To you with the heart-shaped freckles,
You taught me that sharing music with someone
is inviting them to listen to pieces of you,
spent years teaching me which songs were celebrations, warnings.
In the same way that you can stop in the middle of a story
and swear you smell somewhere you’d been months before,
every song sounds a particular moment.
To you who never meant to collide into me,
With you, I learned the harmful power of a well-crafted playlist.
You mindlessly burrowed into my positioned arms
while I charmed you with bands you’d never heard of, played
guitar in your bedroom, whispered all the right lyrics into your hair.
After six months, I had made you fifty CDs, each one full of emptiness.

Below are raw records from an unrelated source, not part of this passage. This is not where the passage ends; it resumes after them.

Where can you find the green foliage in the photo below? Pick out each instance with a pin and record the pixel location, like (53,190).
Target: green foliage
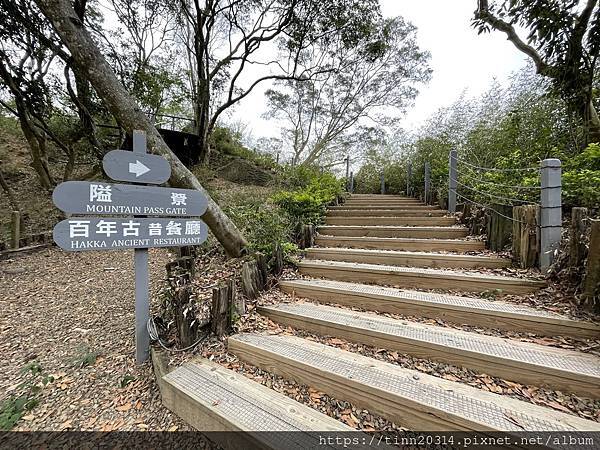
(227,142)
(581,178)
(27,398)
(262,223)
(307,205)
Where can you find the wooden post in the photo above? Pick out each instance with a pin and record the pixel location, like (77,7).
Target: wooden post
(592,276)
(551,211)
(250,280)
(452,181)
(277,260)
(222,302)
(499,227)
(525,245)
(15,235)
(185,318)
(306,236)
(577,234)
(408,178)
(347,173)
(427,183)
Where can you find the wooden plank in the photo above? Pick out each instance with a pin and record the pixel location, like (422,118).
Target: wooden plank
(460,310)
(385,213)
(522,362)
(387,207)
(406,397)
(394,232)
(406,244)
(417,277)
(413,259)
(392,221)
(211,398)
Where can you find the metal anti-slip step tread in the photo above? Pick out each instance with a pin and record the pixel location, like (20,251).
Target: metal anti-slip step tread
(394,227)
(380,268)
(463,310)
(567,363)
(248,406)
(404,391)
(397,253)
(462,303)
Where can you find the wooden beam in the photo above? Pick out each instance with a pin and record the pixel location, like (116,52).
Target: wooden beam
(413,399)
(418,278)
(412,259)
(459,310)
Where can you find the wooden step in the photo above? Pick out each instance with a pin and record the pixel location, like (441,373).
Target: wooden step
(406,397)
(512,360)
(386,207)
(409,277)
(461,310)
(386,213)
(395,232)
(211,398)
(382,205)
(406,244)
(412,259)
(392,221)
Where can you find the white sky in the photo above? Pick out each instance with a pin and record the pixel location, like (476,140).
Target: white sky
(460,60)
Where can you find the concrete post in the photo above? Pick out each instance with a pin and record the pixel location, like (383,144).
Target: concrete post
(452,181)
(15,231)
(427,183)
(550,212)
(142,280)
(348,173)
(408,178)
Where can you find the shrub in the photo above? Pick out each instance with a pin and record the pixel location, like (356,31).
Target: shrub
(308,205)
(262,223)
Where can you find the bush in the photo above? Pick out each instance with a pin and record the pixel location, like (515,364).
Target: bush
(581,178)
(308,205)
(263,224)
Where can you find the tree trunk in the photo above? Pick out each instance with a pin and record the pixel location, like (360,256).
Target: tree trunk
(39,159)
(129,115)
(9,193)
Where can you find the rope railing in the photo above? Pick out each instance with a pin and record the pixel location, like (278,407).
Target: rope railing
(495,169)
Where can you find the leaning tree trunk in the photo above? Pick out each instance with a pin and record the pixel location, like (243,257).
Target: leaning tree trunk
(94,66)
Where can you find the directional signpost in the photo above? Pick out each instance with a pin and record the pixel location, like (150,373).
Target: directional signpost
(131,229)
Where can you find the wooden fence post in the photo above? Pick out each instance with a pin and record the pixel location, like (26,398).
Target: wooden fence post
(577,233)
(592,276)
(427,183)
(551,211)
(15,235)
(525,245)
(452,181)
(499,227)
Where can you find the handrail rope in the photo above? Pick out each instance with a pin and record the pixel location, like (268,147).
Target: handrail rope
(492,209)
(523,169)
(495,196)
(479,180)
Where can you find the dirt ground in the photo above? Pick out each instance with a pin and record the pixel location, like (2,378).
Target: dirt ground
(59,308)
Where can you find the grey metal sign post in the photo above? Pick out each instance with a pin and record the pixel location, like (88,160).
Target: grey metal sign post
(136,231)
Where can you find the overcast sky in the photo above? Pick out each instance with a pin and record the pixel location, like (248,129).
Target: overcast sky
(460,59)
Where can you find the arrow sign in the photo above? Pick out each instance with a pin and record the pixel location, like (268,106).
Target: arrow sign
(123,165)
(93,233)
(138,168)
(99,198)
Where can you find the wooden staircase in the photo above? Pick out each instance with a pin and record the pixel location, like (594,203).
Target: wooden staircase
(385,255)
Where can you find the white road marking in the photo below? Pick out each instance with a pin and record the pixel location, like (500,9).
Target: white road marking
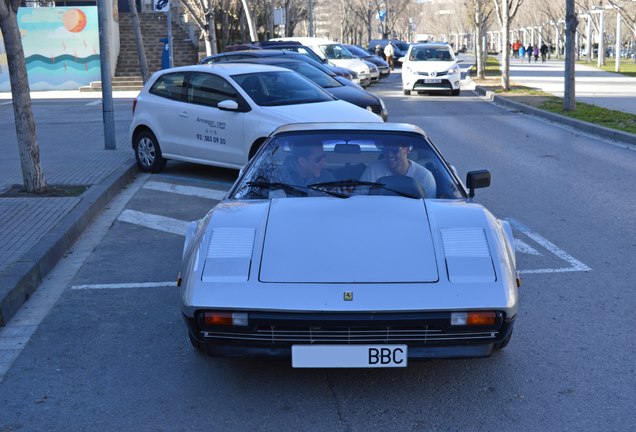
(15,335)
(523,247)
(186,190)
(126,285)
(161,223)
(575,265)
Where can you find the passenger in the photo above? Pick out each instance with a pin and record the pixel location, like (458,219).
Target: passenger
(305,165)
(396,162)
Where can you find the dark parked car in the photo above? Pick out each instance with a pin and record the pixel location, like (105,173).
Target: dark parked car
(294,47)
(381,64)
(261,53)
(359,97)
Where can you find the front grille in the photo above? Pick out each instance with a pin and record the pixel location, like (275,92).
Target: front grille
(420,84)
(340,335)
(285,329)
(437,74)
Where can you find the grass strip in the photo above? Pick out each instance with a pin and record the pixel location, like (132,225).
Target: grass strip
(612,119)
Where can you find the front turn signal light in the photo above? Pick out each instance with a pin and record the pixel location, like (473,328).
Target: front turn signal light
(473,318)
(225,318)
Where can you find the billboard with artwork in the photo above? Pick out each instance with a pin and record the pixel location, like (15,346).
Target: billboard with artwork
(61,48)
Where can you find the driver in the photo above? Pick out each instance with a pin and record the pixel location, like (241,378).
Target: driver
(396,162)
(305,165)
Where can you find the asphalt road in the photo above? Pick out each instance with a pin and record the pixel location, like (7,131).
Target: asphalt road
(113,353)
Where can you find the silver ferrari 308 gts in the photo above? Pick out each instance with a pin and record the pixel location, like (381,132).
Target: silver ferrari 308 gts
(350,245)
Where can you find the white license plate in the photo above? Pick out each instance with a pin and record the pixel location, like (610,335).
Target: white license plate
(349,356)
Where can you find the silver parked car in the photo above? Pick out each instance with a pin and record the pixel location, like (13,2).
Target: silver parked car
(350,245)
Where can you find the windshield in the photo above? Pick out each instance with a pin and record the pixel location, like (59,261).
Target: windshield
(336,52)
(346,163)
(358,51)
(431,53)
(280,88)
(312,73)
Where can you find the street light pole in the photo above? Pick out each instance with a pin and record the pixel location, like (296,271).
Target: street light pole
(105,66)
(569,99)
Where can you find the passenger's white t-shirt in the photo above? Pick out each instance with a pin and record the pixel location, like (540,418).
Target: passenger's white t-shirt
(423,176)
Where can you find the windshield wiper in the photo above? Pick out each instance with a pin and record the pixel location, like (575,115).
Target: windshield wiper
(345,183)
(295,190)
(355,183)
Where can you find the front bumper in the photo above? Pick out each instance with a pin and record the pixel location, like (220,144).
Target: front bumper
(416,82)
(427,334)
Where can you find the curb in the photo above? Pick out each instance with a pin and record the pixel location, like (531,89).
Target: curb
(21,280)
(601,131)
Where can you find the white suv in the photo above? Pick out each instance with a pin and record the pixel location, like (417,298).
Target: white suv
(220,114)
(430,67)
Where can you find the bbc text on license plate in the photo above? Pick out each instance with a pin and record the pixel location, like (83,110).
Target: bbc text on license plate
(349,356)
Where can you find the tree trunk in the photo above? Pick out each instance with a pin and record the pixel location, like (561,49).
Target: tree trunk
(505,55)
(248,18)
(134,18)
(212,31)
(32,174)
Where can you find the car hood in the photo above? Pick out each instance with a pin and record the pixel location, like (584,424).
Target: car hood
(356,65)
(302,253)
(331,111)
(430,66)
(332,243)
(353,95)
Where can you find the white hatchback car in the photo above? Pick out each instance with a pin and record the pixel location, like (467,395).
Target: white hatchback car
(430,67)
(220,114)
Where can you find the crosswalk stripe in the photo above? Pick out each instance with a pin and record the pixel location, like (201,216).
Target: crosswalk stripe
(185,190)
(126,285)
(161,223)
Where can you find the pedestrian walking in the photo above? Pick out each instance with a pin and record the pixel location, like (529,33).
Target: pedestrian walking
(544,52)
(389,52)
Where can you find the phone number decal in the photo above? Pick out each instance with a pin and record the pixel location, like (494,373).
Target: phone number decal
(212,139)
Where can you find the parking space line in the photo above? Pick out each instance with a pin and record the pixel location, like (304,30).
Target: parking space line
(126,285)
(575,265)
(161,223)
(186,190)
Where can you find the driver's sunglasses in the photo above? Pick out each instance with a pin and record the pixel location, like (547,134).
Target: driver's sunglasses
(392,149)
(319,158)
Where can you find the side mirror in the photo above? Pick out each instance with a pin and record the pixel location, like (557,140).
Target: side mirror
(476,180)
(228,105)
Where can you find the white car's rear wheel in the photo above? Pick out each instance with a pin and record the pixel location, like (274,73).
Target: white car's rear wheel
(148,152)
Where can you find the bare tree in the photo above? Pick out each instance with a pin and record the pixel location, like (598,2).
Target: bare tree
(134,18)
(506,11)
(628,14)
(32,174)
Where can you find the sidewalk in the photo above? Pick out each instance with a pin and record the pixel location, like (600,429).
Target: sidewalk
(36,232)
(593,86)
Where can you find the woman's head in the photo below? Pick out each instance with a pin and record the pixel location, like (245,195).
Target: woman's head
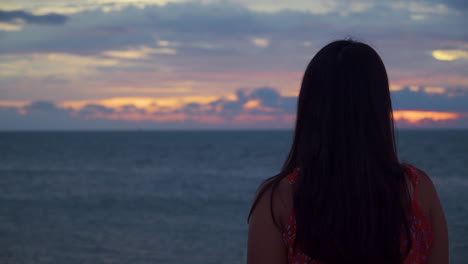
(344,104)
(351,198)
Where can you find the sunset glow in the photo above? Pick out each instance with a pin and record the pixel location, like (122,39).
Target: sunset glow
(183,64)
(417,116)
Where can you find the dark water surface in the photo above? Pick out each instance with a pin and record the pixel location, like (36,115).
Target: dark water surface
(169,197)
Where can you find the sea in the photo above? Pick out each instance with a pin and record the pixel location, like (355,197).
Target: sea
(170,196)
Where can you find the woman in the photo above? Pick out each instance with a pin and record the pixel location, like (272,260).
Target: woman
(342,195)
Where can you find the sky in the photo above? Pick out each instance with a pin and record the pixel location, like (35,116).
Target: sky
(212,64)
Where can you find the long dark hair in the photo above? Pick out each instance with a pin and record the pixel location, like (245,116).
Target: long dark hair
(351,197)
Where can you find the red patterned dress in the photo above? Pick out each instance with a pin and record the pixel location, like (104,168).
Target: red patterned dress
(420,227)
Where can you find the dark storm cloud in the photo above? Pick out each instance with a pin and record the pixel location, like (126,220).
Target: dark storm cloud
(51,19)
(226,26)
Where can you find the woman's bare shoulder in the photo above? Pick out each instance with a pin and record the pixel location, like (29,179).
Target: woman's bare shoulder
(279,199)
(427,194)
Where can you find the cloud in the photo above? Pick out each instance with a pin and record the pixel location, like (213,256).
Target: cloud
(450,55)
(453,100)
(49,19)
(258,108)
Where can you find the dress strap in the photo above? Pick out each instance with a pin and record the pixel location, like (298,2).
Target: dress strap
(414,179)
(292,177)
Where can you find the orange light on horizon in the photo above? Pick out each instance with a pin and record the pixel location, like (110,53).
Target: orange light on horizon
(414,116)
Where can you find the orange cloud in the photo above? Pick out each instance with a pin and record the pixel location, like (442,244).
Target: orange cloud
(415,117)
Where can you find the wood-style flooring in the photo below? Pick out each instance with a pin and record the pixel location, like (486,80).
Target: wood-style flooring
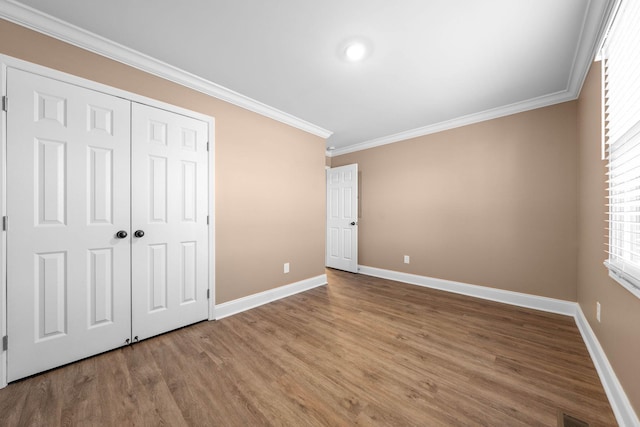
(359,351)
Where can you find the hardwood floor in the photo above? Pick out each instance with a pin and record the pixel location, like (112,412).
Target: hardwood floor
(360,351)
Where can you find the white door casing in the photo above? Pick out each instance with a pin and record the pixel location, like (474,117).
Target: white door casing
(342,218)
(170,205)
(68,195)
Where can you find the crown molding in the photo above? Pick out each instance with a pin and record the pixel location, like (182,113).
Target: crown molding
(494,113)
(33,19)
(594,26)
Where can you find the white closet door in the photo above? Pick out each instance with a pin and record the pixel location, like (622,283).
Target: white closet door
(68,276)
(169,205)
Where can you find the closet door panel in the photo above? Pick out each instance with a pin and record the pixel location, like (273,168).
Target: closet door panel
(68,276)
(169,204)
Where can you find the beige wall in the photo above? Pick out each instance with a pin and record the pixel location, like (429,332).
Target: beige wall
(269,176)
(490,204)
(619,330)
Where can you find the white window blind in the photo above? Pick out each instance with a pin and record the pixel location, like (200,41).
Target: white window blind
(621,80)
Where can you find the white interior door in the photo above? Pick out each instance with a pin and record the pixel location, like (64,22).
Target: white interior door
(68,275)
(342,218)
(169,205)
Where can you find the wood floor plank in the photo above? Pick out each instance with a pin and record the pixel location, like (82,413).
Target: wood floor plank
(360,351)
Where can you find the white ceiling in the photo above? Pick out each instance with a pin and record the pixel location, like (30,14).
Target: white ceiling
(435,64)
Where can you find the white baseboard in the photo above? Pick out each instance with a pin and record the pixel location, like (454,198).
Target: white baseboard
(622,409)
(551,305)
(246,303)
(624,412)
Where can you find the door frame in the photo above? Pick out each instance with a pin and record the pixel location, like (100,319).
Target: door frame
(10,62)
(357,215)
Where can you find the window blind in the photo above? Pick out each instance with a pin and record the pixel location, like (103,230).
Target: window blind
(621,92)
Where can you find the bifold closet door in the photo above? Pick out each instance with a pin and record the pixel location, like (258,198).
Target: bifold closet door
(68,175)
(169,221)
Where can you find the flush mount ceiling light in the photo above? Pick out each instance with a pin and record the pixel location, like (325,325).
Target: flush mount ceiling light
(355,49)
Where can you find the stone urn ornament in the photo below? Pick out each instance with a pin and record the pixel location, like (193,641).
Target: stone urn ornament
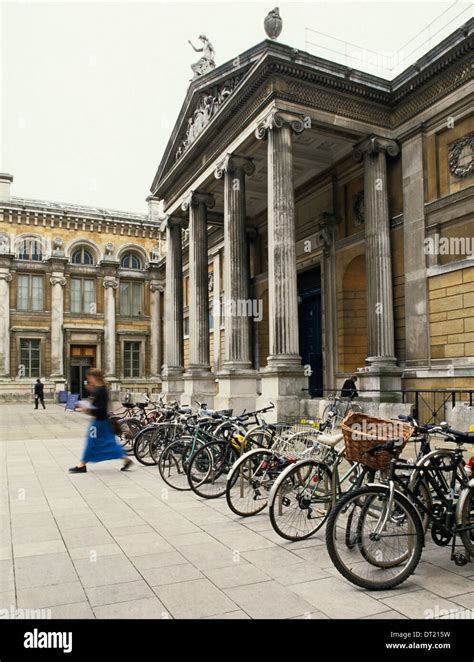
(273,23)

You loved them, but I didn’t love you.
To you with the smile I longed to crawl inside of,
When you handed me a four-disc guide into the audio root
of your dyed hair, lens-less glasses, bumblebee tattoo
and impeccable ability to bake a cobbler, I almost told you
that I’d spend the summer falling in love with you.
But because you aren’t supposed to love your high school best friend,
I stamped my favorite lyrics into my bike wheels and pedaled
up and down your street, hoping you’d notice. Each time
I listen, I love the 86 minutes of being the person you were thinking of.
To you, still screaming between my ears,
You taught me to read track-names like tealeaves.
The first mix you made me had three songs with “love” in the title,
and five more that featured it as a main theme.
I couldn’t not smile while listening.
It didn’t matter when you stopped saying it,
because I could still press loop on my stereo
and flood my apartment with your stale, thirteen-month old pulse.
The last disc you gave me began with a break-up song.
You covered your tracks with a haphazardly written note:
Don’t read into this, it doesn’t mean anything.